Ce qu’il faut retenir


Utiliser un émoji "pouce levé" peut être interprété comme le fait de donner son accord pour la conclusion d’un contrat. C’est ce qu’a retenu une cour d’appel canadienne pour condamner une société à exécuter un contrat commercial. Les émojis sont également reconnus par les tribunaux français.



Les emoji sont ces pictogrammes couramment utilisés dans les messageries électroniques instantanées pour communiquer une émotion (sourire, éclat de rire, colère, approbation, …), une situation, désigner un objet, … Or, l’utilisation de ces pictogrammes peut avoir des conséquences juridiques, comme vient de le rappeler cette décision canadienne. Les émojis sont également reconnus comme des éléments de communication par les tribunaux français.


1. Le pouce levé interprété comme le consentement à la conclusion d’un contrat

Une affaire opposait un agriculteur à une coopérative dans la province du Saskatchewan au Canada. La société coopérative avait envoyé par sms la photo d’un contrat d’achat de graines de lin à un agriculteur, accompagnée du message suivant “Merci de confirmer le contrat de graines de lin”. Celui-ci a alors répondu par un émoji “pouce levé”.

L’agriculteur n’ayant pas livré la marchandise, la société coopérative l’a alors assigné pour non-exécution du contrat.

Selon la société coopérative, le pouce levé signifiait que l’agriculteur avait donné son accord à la conclusion du contrat qui lui avait été communiqué par sms.

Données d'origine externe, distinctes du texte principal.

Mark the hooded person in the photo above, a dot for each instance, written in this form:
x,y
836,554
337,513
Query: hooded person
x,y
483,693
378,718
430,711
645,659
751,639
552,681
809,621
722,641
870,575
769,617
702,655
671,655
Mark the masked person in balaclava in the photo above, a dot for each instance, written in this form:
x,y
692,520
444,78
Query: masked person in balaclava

En revanche, l’agriculteur soutenait qu’aucun contrat n’avait été valablement conclu et que l’émoji ne pouvait être considéré comme son consentement à la formation d’un contrat.

Dans une décision du 16 décembre 2024, la cour d’appel du Saskatchewan a confirmé le jugement de première instance. Les juges ont considéré que le pouce levé pouvait être valablement interprété comme un accord à la conclusion d’un contrat. L’agriculteur était donc bien engagé à livrer la récolte de graines de lin à son cocontractant.

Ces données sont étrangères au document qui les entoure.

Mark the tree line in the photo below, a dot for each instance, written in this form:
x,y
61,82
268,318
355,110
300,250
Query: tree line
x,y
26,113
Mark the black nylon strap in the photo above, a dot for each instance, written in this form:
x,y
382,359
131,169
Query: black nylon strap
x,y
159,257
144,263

Selon les juges, les relations existantes entre les parties et le contexte ont eu une influence déterminante sur leur décision. En l’espèce, les parties avaient communiqué entre elles sur la livraison de la récolte de l’agriculteur à la société coopérative. L’émoji “pouce levé”, en réponse à la communication par sms du contrat de la coopérative à l’agriculteur, a pu être interprété comme un consentement valable à la conclusion du contrat, sans qu’une signature manuscrite ou électronique soit nécessaire.

L’agriculteur a donc été condamné à indemniser la société coopérative pour manquement à son obligation d’exécution du contrat. (1)


2. Les émojis sont également reconnus par les tribunaux français

Une décision similaire aurait pu être rendue en France. En effet, les tribunaux français ont reconnu à plusieurs reprises le caractère opposable d’un émoji.

Par exemple, dans un arrêt du 26 septembre 2024, la Cour d’appel d’Angers a confirmé qu’un salarié avait donné son accord à une modification de son contrat de travail en répondant à son employeur par un émoji. Selon la Cour, “… le dirigeant de la société Fremavi lui a adressé un message (au salarié) aux termes duquel il indique s’être “rendu copte d’une coquille” s’agissant de la classification minimale, et lui a proposé de resigner un contrat en ce sens ou de modifier la page, ce que M. W. a approuvé par un émoji non équivoque apposé au pied de ce message. (…)” (2)

Dans d’autres affaires, opposant généralement des employeurs à leurs salariés, les tribunaux ont reconnu que des émojis utilisés dans leurs échanges par sms pouvaient notamment être constitutifs de harcèlement. (3)


    Après avoir reconnu le caractère opposable des SMS et autres messages instantanés, les juges reconnaissent désormais le caractère opposable des émojis. Il convient donc d’être particulièrement prudent lorsque l’on utilise des moyens de communication instantanés (tels que les sms ou WhatsApp par exemple), particulièrement dans le cadre du travail. Ces messages, moins formels que le courrier ou l’email, a fortiori lorsqu’ils sont accompagnés d’émojis, sont aussi engageants qu’une communication classique. Ils peuvent donc être interprétés, selon les cas, comme l’accord à la conclusion d’un contrat, à la rupture d’un contrat, mais également donner lieu à des dérapages pouvant être qualifiés de harcèlement moral ou sexuel. Ces communications pourront par la suite être valablement produites en justice et engager la responsabilité de leur auteur.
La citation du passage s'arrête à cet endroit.